Aber: Was möglich ist, wird auch möglich gemacht. Die Bundeswehr hilft, wo sie kann und darf. Beispielsweise beim großflächigen Brand im brandenburgischen Beelitz-Treuenbrietzen im Juni 2022 hat die Bundeswehr mit über 70 SoldatInnen unterstützt. Dazu kamen bis zu acht Hubschrauber, die insgesamt fast 1.000 Tonnen Wasser bei über 300 Löschanflügen aus der Luft abwarfen. Am Boden waren ein Bergepanzer, ein Pionierpanzer und insgesamt 17 Feuerlöschfahrzeuge der Bundeswehr im Einsatz. Diese wurden zusätzlich durch zwei Schwerlasttransporter und einem Sanitätstrupp unterstützt. Ebenfalls half die Bundeswehr bei der Verpflegung der Einsatzkräfte und der Versorgung der Einsatzfahrzeuge mit rund 24.000 Litern Dieselkraftstoff.

Dazu hat die Corona-Pandemie deutlich gezeigt, dass die Bundeswehr – außerhalb ihrer eigenen Aufgabenerfüllung und unter Beachtung des Grundsatzes der Subsidiarität – mit den zu ihrer Verfügung stehenden Kräften und Mitteln Hilfeleistungen auch in außergewöhnlichen Situationen erbringen kann. Anfang März 2020 bat das Gesundheitsministerium das Verteidigungsministerium um Amtshilfe bei der Bewältigung der Corona-Pandemie: In Krankenhäusern und Arztpraxen schrumpften die Vorräte an Schutzmasken, Schutzbrillen, Desinfektionsmitteln und Einmalhandschuhen. Der Auftrag an die Bundeswehr wuchs weiter an und wurde zum umfangreichsten Hilfseinsatz in der Geschichte der Bundeswehr. Dafür wurde sogar ein eigenes „Hilfeleistungskontingent Corona“ aufgestellt – eine Premiere. Denn die Bundeswehr hält normalerweise keine SoldatInnen oder spezielle Fähigkeiten wie Hubschrauber oder Bergepanzer für die Amtshilfe bereit. Auf dem Höhepunkt der Corona-Hilfe im Februar 2021 waren bis zu 20.000 SoldatInnen im täglichen Einsatz bei über 1.100 parallellaufenden Amtshilfen, u.a. bei der Kontaktnachverfolgung in Gesundheitsämtern, administrativ in Impfzentren, unterstützend bei nicht-pflegerischen Tätigkeiten in Alten- und Pflegeheimen sowie Schnelltest-Stationen. Mehr als 10.000 Anträge auf Amtshilfe im Zusammenhang mit der Corona-Pandemie wurden dabei bedient.

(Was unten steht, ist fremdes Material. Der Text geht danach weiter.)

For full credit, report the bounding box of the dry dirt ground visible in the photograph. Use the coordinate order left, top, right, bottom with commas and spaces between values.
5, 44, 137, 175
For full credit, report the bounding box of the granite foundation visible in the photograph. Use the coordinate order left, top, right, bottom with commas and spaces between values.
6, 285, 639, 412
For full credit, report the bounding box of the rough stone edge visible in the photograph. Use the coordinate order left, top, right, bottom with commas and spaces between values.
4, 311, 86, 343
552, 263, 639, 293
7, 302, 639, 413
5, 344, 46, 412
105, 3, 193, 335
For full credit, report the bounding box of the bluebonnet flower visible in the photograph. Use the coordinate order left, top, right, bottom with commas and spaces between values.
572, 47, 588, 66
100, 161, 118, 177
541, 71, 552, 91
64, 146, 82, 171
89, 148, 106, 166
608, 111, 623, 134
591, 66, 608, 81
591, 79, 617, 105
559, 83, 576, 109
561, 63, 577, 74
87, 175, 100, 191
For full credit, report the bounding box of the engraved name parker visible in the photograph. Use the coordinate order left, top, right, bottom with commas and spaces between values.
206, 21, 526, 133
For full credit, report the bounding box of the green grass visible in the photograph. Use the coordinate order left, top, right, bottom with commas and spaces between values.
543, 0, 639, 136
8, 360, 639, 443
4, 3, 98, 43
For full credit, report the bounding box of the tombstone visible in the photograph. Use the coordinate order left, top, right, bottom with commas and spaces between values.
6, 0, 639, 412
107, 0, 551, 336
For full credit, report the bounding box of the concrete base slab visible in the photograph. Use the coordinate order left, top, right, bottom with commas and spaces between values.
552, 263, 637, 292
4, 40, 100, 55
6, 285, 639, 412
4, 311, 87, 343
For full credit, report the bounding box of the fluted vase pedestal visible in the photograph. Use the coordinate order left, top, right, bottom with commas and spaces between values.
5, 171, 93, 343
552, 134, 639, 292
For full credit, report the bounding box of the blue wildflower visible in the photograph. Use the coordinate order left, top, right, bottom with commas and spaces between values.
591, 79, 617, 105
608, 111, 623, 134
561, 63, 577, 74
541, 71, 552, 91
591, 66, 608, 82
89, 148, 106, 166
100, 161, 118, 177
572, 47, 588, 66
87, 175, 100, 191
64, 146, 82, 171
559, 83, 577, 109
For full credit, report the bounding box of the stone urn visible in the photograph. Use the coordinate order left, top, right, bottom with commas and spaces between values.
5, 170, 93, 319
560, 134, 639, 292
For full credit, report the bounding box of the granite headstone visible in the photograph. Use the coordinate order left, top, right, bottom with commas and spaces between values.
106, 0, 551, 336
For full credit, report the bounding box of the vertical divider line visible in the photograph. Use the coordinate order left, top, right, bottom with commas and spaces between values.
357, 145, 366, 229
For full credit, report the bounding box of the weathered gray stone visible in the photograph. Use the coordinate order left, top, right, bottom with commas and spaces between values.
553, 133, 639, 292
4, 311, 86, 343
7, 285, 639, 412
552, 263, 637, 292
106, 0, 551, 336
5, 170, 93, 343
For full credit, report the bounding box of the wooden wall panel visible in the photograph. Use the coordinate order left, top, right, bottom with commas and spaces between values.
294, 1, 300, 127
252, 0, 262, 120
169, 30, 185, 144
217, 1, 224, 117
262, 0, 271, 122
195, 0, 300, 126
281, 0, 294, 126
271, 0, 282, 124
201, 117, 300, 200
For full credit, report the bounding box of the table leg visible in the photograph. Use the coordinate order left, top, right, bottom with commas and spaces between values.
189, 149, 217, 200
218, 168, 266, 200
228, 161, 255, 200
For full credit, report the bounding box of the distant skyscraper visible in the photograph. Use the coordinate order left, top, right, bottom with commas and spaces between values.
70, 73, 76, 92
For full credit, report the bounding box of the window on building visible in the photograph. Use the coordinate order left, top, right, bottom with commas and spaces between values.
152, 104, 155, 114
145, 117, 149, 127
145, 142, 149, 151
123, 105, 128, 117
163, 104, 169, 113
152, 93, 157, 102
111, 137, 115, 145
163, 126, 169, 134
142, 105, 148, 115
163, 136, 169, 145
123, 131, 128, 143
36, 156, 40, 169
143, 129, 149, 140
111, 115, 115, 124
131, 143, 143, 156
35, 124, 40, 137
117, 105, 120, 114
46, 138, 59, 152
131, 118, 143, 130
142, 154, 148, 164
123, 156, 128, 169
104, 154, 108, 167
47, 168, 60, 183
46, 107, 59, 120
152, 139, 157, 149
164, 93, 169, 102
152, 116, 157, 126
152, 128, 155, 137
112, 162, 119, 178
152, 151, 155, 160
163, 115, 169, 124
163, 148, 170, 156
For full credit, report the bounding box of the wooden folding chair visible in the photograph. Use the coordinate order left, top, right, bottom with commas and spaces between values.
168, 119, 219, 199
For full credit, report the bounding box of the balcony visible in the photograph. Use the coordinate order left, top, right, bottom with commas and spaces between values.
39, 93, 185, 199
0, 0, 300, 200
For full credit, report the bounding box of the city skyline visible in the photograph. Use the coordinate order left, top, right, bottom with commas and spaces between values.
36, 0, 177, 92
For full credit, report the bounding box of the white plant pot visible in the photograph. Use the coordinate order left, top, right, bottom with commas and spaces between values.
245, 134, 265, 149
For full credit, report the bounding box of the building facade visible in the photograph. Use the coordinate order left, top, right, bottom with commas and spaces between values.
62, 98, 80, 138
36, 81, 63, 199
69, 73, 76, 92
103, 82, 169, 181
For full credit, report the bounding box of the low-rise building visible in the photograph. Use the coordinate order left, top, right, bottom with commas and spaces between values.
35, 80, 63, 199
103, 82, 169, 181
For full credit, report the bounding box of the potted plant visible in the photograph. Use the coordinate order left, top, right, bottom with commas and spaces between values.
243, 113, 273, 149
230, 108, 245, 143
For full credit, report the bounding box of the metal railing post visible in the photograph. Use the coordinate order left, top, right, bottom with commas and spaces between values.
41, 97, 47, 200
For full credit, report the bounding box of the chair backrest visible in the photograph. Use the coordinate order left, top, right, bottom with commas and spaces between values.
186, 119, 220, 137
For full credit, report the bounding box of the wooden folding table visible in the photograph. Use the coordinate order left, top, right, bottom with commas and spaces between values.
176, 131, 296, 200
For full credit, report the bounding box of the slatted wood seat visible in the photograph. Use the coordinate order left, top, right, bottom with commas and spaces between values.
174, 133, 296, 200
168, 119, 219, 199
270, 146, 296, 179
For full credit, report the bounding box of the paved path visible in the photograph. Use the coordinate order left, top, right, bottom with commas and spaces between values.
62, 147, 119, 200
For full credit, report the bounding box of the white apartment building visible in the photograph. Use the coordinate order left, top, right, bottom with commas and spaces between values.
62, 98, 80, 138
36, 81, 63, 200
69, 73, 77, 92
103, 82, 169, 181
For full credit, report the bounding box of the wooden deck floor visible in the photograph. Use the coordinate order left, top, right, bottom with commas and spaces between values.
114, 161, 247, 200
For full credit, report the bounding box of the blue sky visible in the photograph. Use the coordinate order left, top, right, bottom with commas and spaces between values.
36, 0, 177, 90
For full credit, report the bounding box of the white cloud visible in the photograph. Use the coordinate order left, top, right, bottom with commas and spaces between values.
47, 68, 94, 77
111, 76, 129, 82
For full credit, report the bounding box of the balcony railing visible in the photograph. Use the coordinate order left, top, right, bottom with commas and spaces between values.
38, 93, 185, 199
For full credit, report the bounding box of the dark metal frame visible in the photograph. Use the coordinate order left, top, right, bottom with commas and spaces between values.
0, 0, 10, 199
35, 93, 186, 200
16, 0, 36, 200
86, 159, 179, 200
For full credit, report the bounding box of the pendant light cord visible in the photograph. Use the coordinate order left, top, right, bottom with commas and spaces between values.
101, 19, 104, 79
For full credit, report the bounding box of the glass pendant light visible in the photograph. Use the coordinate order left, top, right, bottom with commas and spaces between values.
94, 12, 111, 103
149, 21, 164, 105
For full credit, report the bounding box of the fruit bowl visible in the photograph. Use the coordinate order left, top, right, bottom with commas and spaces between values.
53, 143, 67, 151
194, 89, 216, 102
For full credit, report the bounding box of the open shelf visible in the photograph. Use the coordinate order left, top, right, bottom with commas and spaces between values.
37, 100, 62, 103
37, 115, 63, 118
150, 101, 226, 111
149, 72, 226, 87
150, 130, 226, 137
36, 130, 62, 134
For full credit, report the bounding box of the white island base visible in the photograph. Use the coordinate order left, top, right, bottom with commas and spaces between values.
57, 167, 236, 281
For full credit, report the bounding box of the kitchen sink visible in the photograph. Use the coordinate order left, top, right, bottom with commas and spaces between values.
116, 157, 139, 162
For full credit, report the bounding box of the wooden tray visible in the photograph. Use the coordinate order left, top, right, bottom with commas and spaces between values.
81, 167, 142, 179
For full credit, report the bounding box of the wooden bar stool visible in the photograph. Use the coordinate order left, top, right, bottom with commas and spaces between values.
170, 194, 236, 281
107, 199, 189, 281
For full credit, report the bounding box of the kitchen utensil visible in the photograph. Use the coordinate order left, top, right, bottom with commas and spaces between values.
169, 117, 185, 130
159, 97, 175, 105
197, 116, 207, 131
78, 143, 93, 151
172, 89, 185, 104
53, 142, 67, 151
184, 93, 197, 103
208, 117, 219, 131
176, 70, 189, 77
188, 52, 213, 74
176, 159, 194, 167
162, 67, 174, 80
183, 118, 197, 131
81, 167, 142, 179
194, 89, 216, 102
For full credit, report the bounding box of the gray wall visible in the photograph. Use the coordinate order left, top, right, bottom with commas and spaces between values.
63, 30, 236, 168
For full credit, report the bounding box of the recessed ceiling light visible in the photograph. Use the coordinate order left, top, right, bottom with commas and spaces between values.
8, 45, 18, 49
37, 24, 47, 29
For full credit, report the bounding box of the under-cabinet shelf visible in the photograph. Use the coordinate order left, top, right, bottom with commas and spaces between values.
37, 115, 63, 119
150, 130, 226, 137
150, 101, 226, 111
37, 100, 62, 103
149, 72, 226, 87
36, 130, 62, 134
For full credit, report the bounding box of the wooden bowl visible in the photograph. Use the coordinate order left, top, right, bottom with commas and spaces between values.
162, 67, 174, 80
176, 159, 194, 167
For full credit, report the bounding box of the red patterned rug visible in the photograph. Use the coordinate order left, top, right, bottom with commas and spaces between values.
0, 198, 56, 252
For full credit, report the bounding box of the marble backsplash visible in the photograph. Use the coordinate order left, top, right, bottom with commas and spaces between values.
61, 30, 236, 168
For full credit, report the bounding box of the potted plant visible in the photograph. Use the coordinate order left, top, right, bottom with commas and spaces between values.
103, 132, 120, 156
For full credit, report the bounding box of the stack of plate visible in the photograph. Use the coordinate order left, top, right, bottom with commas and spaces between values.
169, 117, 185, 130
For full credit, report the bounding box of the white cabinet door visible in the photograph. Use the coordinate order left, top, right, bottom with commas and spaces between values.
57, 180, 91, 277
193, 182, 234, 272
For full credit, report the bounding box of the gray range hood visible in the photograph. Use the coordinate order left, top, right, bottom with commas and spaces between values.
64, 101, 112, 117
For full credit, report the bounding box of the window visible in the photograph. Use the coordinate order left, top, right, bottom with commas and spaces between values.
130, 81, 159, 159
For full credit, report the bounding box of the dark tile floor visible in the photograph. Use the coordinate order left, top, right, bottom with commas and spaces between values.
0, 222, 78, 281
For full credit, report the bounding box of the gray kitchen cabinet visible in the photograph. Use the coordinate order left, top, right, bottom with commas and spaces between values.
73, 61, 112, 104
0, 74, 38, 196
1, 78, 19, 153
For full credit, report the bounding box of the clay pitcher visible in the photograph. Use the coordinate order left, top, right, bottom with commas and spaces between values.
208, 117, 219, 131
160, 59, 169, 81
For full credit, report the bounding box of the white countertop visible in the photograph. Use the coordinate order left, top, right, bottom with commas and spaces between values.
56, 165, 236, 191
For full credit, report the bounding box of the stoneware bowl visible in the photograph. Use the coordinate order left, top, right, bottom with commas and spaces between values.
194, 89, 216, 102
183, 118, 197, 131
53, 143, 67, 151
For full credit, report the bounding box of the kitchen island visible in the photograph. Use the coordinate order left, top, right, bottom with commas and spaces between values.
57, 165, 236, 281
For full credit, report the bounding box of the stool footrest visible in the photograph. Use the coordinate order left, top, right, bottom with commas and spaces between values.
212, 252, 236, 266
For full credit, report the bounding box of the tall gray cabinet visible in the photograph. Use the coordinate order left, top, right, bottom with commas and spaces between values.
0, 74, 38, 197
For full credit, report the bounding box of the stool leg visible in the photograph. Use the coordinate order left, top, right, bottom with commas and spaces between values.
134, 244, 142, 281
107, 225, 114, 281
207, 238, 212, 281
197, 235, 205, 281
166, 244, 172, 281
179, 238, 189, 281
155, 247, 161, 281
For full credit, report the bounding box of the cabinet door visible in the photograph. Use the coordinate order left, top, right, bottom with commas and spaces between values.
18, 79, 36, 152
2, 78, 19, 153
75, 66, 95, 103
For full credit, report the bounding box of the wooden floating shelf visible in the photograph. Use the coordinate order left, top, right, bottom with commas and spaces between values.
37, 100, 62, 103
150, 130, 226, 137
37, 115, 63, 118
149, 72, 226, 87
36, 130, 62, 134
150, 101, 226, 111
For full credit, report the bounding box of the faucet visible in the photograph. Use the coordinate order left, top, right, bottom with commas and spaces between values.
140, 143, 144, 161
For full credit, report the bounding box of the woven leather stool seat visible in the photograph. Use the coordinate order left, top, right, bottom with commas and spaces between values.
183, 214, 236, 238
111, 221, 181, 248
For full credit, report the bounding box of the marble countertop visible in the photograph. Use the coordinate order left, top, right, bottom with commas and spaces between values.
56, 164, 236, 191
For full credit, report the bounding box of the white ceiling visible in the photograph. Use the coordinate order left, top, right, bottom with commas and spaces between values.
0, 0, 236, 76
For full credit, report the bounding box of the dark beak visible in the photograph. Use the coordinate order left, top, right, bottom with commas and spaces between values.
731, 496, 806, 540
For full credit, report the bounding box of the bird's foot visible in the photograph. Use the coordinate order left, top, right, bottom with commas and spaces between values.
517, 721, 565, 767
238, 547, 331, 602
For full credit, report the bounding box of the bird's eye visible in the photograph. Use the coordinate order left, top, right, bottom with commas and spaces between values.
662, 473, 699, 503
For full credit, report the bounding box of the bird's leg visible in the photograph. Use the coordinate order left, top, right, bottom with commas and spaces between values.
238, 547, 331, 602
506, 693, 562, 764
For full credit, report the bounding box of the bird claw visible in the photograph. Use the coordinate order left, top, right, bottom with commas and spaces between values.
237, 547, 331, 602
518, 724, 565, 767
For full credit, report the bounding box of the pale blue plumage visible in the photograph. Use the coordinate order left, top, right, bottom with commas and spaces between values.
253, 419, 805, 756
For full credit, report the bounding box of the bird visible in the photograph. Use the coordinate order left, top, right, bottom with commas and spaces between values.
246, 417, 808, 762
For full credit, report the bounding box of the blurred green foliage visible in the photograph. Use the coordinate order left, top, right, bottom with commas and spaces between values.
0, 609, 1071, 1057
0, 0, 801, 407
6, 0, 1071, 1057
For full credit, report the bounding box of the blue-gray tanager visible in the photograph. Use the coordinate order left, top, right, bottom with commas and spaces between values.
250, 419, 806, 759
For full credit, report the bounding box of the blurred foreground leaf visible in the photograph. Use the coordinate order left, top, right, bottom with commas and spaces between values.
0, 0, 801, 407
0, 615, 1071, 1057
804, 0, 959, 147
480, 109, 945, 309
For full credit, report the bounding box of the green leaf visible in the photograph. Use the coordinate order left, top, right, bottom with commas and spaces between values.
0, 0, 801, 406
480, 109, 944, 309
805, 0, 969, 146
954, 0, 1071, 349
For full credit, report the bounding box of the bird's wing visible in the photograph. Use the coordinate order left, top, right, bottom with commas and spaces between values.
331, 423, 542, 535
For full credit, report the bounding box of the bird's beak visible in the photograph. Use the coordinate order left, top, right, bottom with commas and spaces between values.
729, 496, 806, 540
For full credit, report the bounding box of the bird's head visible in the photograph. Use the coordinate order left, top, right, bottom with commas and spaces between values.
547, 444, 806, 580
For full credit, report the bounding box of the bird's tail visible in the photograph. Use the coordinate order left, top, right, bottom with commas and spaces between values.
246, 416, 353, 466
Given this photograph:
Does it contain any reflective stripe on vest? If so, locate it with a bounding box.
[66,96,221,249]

Dabei kristallisierte sich heraus, dass trotz neuer Umstände auch hier beide Seiten – zivile Antragsteller und militärische Amtshilfeerbringer – von den Erfahrungen in der Zivil-Militärischen Zusammenarbeit der vergangenen Jahre profitierten: Die neuen Ansprechpartner in den zivilen Behörden entwickelten rasch eine hohe Kompetenz, mit der Bundeswehr zusammenzuarbeiten. Die SoldatInnen nutzten ihre antrainierten Fähigkeiten, sich schnell an neue Situationen anzupassen sowie den Einsatz großer Personalkörper in einem hoch beweglichen Lagebild zu planen und zu führen. Es kann davon ausgegangen werden, dass ohne den engen Schulterschluss von zivilen Stellen mit militärischen die Corona-Pandemie in Deutschland wahrscheinlich schlimmer verlaufen wäre.